Uitdrukkelijk is gesteld dat bij opgravingen, samenvoegingen en de ruiming van graven, naast de beheerder, alleen de personen aanwezig mogen zijn die met de werkzaamheden zijn belast. Dat is onder meer ter voorkoming van hinder bij de werkzaamheden en ter voorkoming van ongewenste psychische belasting van derden.
Met dit artikel wordt beoogd plechtigheden ordelijk te doen verlopen. Bijeenkomsten die het karakter van een plechtigheid te buiten gaan, kunnen aangemerkt worden als een “openbare manifestatie”, waar specifieke wet- en regelgeving voor geldt.

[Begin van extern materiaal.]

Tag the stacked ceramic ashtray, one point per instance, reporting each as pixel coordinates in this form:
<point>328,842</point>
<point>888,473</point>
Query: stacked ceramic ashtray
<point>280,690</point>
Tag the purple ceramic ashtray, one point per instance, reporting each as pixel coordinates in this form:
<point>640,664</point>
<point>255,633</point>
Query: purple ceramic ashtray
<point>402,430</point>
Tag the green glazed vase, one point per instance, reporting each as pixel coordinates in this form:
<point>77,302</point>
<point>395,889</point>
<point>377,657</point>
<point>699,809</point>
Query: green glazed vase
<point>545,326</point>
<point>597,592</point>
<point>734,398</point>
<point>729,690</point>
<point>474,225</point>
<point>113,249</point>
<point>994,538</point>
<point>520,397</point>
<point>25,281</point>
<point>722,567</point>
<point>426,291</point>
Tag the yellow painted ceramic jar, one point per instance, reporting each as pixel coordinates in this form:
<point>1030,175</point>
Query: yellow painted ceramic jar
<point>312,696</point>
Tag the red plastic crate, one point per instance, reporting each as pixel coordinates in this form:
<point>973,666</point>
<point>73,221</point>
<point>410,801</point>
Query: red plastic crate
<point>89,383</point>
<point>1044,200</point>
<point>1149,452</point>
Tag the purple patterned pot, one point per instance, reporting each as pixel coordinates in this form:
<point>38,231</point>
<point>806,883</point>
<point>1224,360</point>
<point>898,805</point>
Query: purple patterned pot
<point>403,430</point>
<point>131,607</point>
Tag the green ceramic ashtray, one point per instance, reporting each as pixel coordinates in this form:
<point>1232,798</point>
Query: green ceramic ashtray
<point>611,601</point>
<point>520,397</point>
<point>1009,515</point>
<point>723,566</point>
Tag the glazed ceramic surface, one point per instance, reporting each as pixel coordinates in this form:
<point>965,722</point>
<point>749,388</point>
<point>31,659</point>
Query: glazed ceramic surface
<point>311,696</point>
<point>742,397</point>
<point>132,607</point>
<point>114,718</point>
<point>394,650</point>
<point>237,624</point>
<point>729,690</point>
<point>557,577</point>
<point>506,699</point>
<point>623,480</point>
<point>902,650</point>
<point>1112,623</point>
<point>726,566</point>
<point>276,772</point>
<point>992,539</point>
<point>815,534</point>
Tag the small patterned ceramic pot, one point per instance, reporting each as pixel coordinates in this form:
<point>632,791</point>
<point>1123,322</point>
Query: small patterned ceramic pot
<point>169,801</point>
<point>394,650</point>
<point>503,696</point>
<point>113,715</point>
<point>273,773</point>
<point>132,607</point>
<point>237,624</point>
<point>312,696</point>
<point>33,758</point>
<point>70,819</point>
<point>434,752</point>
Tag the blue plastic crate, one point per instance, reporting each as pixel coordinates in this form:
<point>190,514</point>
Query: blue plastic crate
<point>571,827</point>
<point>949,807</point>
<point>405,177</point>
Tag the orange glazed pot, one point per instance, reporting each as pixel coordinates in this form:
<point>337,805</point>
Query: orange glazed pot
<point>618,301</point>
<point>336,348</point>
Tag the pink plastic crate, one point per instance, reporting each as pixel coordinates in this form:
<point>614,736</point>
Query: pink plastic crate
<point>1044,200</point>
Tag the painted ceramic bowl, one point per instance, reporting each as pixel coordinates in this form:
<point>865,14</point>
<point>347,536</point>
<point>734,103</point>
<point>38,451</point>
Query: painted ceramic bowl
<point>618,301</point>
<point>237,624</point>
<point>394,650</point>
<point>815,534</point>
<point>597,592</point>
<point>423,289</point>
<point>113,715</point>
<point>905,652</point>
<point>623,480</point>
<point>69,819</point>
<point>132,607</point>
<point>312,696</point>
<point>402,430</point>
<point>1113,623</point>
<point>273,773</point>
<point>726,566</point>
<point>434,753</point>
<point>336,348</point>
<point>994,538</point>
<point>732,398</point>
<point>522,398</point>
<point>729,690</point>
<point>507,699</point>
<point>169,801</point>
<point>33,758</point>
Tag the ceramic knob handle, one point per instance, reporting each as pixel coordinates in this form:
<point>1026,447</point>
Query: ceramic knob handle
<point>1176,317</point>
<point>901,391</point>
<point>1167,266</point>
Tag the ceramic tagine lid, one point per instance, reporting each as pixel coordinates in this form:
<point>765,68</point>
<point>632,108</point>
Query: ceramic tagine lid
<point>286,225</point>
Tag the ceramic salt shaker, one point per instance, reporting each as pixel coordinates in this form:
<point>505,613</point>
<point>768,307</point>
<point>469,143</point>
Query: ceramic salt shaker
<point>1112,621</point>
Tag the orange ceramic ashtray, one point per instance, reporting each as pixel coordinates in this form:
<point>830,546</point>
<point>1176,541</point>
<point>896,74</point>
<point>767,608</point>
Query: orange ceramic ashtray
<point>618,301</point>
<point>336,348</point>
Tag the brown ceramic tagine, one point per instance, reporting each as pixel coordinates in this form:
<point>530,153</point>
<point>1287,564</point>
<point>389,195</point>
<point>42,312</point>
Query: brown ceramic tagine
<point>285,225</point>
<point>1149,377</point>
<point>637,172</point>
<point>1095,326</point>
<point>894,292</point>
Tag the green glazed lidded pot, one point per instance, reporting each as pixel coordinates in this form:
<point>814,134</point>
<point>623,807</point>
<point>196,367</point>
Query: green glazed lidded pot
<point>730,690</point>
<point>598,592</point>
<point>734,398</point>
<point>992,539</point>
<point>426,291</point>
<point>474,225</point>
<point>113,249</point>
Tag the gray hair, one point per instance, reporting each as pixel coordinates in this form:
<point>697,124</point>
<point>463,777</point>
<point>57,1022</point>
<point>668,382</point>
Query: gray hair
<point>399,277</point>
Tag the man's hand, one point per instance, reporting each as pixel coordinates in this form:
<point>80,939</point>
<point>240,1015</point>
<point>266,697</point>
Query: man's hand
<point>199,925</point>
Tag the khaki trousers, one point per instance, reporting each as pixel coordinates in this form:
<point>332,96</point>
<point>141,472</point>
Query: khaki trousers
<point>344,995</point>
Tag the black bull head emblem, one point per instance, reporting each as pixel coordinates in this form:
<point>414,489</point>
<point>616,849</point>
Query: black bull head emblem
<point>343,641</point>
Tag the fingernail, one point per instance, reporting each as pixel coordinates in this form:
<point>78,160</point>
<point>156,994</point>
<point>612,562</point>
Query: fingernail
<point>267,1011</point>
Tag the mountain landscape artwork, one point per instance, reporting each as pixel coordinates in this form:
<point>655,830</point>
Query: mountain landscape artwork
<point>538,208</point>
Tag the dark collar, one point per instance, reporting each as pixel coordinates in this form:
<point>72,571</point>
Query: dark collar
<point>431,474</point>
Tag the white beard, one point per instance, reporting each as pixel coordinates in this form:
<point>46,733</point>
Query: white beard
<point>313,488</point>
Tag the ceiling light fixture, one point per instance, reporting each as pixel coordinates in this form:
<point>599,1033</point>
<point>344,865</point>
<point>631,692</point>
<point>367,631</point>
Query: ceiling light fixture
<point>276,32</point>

HOOFDSTUK 3. VOORSCHRIFTEN VOOR LIJKBEZORGING
Artikel 6. Begraven en asbezorging
Een schriftelijke kennisgeving is nodig, omdat duidelijk vast moet liggen wie de aanvrager of opdrachtgever is, wat voor graf er wordt gevraagd en wie de belanghebbende is of wie de (nieuwe) rechthebbende is die toestemming geeft voor opening van het graf. De “asbezorging” omvat zowel het bijzetten van een urn als de verstrooiing van as. Asverstrooiing buiten de daartoe door de beheerder aangewezen plekken is verboden vanuit esthetisch oogpunt, ter voorkoming van ongewenst aanzicht voor bezoekers en vanuit ethisch en milieuoogpunt, ter voorkoming van de verspreiding van as door wind en regenwater naar naburige graven en paden.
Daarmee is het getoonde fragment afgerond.